Real Partner Stories
$1 million Rockwell Gift Announced
Rockwell Automation is giving a $1 million gift to UWM to support and develop a strategic alliance specifically designed to ensure the competitiveness of the advanced automation industry throughout the region. Rockwell Chairman and CEO Keith D. Nosbusch made the announcement Jan. 18.
The partnership funded by the gift will focus on three key areas of advanced automation – materials, sensors and devices, and software and informatics. These also complement the needs of other industry clusters in Southeastern Wisconsin, such as biomedical imaging, printing and medical informatics, said Chancellor Carlos E. Santiago.
“We welcome and appreciate Rockwell Automation’s investment in UWM’s innovative research in the area of advanced automation,” said Santiago. “This partnership gives a significant boost to expanding the university’s research enterprise, one of the two overarching goals of the Campaign for UWM.”
Besides conducting research, the objectives of the partnership include developing a skilled local work force, creating a research infrastructure and fostering interdisciplinary teams that will integrate technology, business and the sciences.
Especially important will be collaborative research and teaching between UWM’s College of Engineering and Applied Science and the Sheldon B. Lubar School of Business, where Nosbusch earned a master’s degree in business administration in 1978.
Funding will also help UWM’s Research Foundation create a catalyst grant program in the field of automation.

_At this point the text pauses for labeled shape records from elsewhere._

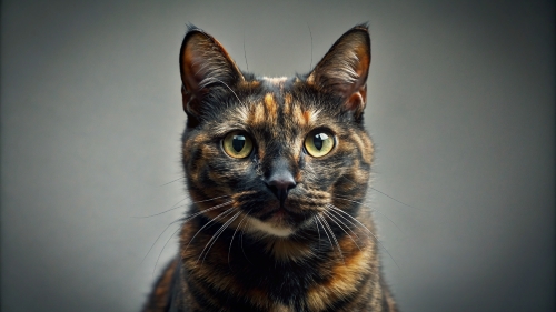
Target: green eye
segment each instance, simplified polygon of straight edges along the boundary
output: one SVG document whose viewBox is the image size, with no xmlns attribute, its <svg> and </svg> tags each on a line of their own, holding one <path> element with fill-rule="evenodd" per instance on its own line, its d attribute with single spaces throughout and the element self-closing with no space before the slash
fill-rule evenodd
<svg viewBox="0 0 556 312">
<path fill-rule="evenodd" d="M 234 131 L 222 141 L 224 151 L 232 158 L 246 158 L 252 151 L 252 141 L 246 134 Z"/>
<path fill-rule="evenodd" d="M 324 157 L 334 149 L 334 137 L 326 131 L 317 131 L 307 135 L 305 149 L 311 157 Z"/>
</svg>

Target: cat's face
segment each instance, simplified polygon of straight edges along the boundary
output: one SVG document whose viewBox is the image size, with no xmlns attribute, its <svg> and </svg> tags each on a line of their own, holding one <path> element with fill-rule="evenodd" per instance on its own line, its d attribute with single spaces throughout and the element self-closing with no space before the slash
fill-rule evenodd
<svg viewBox="0 0 556 312">
<path fill-rule="evenodd" d="M 368 33 L 358 27 L 306 77 L 255 78 L 212 37 L 190 30 L 180 52 L 182 160 L 199 210 L 282 238 L 327 210 L 351 213 L 373 154 L 363 129 L 369 62 Z"/>
</svg>

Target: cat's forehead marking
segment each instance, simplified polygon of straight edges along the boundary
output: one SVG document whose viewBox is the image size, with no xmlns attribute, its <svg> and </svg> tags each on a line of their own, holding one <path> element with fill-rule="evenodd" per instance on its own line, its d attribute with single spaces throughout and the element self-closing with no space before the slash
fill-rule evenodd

Catalyst grants provide internal support for UWM research from a pool of designated private money. These will be awarded after a competitive review process by external experts and are intended to seed research that will eventually become self-sustaining.
UWM Receives $500,000 Sloan Grant for ‘Blending Life & Learning’
UWM will receive a three-year, $500,000 grant from the Alfred P. Sloan Foundation to help fund its new “Blending Life & Learning” initiative.
“Blending Life & Learning” focuses on the creation of “blended,” or hybrid, programs that combine face-to-face classroom instruction with online, Web-based education. The initiative aims to increase access to UWM’s academic programs, reaching new markets of students in Southeastern Wisconsin, reducing the time it takes to earn a degree and increasing student retention.
Because significant portions of course learning activities will be moved online and the amount of time spent in the classroom and commuting to campus will be reduced, the programs should be especially attractive to busy adult learners trying to balance work and family commitments with their educational pursuits.
The following programs will be developed in conjunction with the grant:
• Freshman and sophomore foundation courses
• Foundation courses in Film
• Nine bachelor’s degree programs in the College of Letters & Science (this major initiative will be fully funded by UWM)
• Bachelor’s degree in Early Childhood Teacher Education
• Bachelor’s degree in Criminal Justice
• Master’s degree in Higher Education Administration
• Master’s degree in Occupational Therapy
• Master’s degree in Computer Science
• Foster Parent and Youth Workers Certificate
UWM’s Learning Technology Center (LTC) will partner with the university’s schools and colleges to develop courses for “Blending Life & Learning.” Internationally recognized as a leader in blended learning, LTC has provided consultation and on-site training to some 100 institutions of higher learning across the country and around the world.